This entry is part 10 of 25 in the series Kosovo War Diary by Alan Chin

Mar. 9, 1999

by | Feb 15, 2023 | History | 0 comments

Hanging out on a Budapest corner on a Sunday night, the ridiculousness and romance of it all. We ended up eating a bowl of mediocre student pasta and drinking “palinka” which is the Hungarian version of slivovic, out of a plastic Fanta bottle.
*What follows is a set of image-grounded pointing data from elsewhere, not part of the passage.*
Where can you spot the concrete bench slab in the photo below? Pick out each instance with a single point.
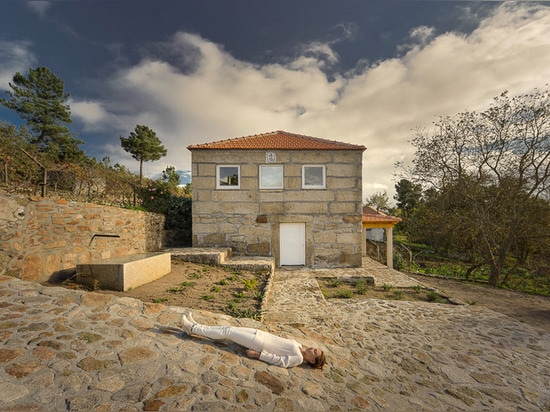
(125, 272)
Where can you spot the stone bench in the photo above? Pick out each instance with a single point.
(125, 272)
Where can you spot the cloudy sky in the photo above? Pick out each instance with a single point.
(359, 71)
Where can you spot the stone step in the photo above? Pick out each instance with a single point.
(222, 256)
(208, 256)
(253, 264)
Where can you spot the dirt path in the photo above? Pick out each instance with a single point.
(531, 309)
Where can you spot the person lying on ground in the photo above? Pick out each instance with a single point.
(259, 344)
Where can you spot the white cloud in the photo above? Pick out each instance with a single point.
(15, 56)
(219, 97)
(39, 7)
(92, 114)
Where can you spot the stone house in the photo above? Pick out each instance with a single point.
(291, 197)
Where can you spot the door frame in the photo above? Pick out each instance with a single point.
(276, 230)
(295, 235)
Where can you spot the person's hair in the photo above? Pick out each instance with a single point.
(319, 362)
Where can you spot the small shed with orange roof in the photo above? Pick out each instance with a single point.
(376, 219)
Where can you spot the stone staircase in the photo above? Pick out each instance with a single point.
(223, 257)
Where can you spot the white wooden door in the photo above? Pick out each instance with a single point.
(292, 239)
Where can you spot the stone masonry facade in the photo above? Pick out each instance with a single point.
(247, 219)
(44, 239)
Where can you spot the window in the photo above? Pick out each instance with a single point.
(313, 177)
(228, 177)
(271, 177)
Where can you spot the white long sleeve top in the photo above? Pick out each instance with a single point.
(278, 351)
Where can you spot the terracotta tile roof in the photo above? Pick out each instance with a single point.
(371, 215)
(278, 140)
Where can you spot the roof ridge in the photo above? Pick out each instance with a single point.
(278, 139)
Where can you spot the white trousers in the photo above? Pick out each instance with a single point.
(239, 335)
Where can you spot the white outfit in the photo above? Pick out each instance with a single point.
(273, 349)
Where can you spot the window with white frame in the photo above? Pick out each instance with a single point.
(228, 177)
(271, 176)
(313, 177)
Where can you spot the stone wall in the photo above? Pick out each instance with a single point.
(44, 239)
(248, 219)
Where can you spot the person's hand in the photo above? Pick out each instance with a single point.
(252, 353)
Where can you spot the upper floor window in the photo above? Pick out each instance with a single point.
(228, 177)
(271, 176)
(313, 177)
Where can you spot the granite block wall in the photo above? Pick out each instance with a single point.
(44, 239)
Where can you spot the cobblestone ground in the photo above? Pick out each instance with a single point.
(70, 350)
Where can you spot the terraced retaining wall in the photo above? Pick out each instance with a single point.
(44, 239)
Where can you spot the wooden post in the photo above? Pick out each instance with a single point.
(389, 247)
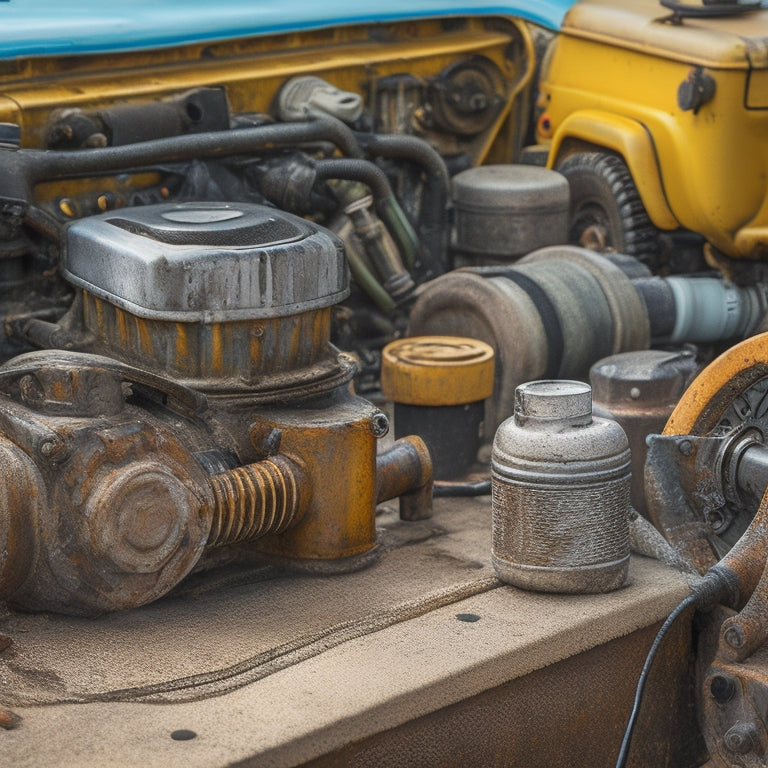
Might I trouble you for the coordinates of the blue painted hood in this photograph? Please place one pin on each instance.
(53, 27)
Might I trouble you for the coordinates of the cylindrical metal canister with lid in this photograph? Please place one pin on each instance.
(502, 212)
(561, 493)
(438, 385)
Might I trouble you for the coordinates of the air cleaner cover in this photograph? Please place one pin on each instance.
(206, 262)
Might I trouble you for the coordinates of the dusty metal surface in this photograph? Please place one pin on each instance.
(287, 670)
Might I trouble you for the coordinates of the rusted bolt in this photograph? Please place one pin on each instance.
(734, 636)
(379, 424)
(742, 738)
(722, 688)
(53, 448)
(31, 391)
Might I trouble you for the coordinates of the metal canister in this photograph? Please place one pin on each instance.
(561, 493)
(438, 385)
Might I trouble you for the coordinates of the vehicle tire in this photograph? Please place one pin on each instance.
(606, 211)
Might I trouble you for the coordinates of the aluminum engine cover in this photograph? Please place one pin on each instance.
(206, 262)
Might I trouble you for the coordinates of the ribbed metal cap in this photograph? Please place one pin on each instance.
(553, 400)
(437, 370)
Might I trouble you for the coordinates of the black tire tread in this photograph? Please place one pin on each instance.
(638, 236)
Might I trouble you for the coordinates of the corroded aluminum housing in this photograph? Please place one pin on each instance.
(561, 488)
(223, 297)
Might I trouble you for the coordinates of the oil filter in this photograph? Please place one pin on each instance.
(438, 385)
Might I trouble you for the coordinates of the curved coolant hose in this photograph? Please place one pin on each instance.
(433, 219)
(386, 204)
(23, 168)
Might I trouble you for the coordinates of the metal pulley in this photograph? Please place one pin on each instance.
(706, 474)
(706, 479)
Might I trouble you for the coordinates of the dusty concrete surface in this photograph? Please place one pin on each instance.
(286, 670)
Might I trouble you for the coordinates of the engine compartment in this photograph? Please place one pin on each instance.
(205, 252)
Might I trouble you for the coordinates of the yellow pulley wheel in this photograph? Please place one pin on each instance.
(727, 390)
(693, 492)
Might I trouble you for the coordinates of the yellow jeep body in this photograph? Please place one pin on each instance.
(611, 82)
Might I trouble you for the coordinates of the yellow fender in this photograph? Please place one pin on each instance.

Now I am back in Pristina after my lovely interlude, took the midnight train last night, got into my sleeping car compartment and had a mildly alarming moment when the porter took apart a ladder and showed me how to barricade the door against all intruders! The Budapest-Belgrade train being known for, and I quote, “armed gangs…they use knock-out sprays…guys with guns….very dangerous.” Needless to say nothing of the sort appeared and I spent a pleasant night sleeping. At the border the Yugoslavs dealt with me very suspiciously but then I whipped out my blue card and it was all smiles. (You’ve got to love communism!)

So in Belgrade I transferred to the Pristina bus, a double-decker affair. It was excruciatingly slow, taking six hours for a three hour drive; nonetheless, I am back in my room, back in Pristina.

The worst of the mud is over, I think, but it is still quite cold. I will try to get an egg to stand on end on the first day of spring.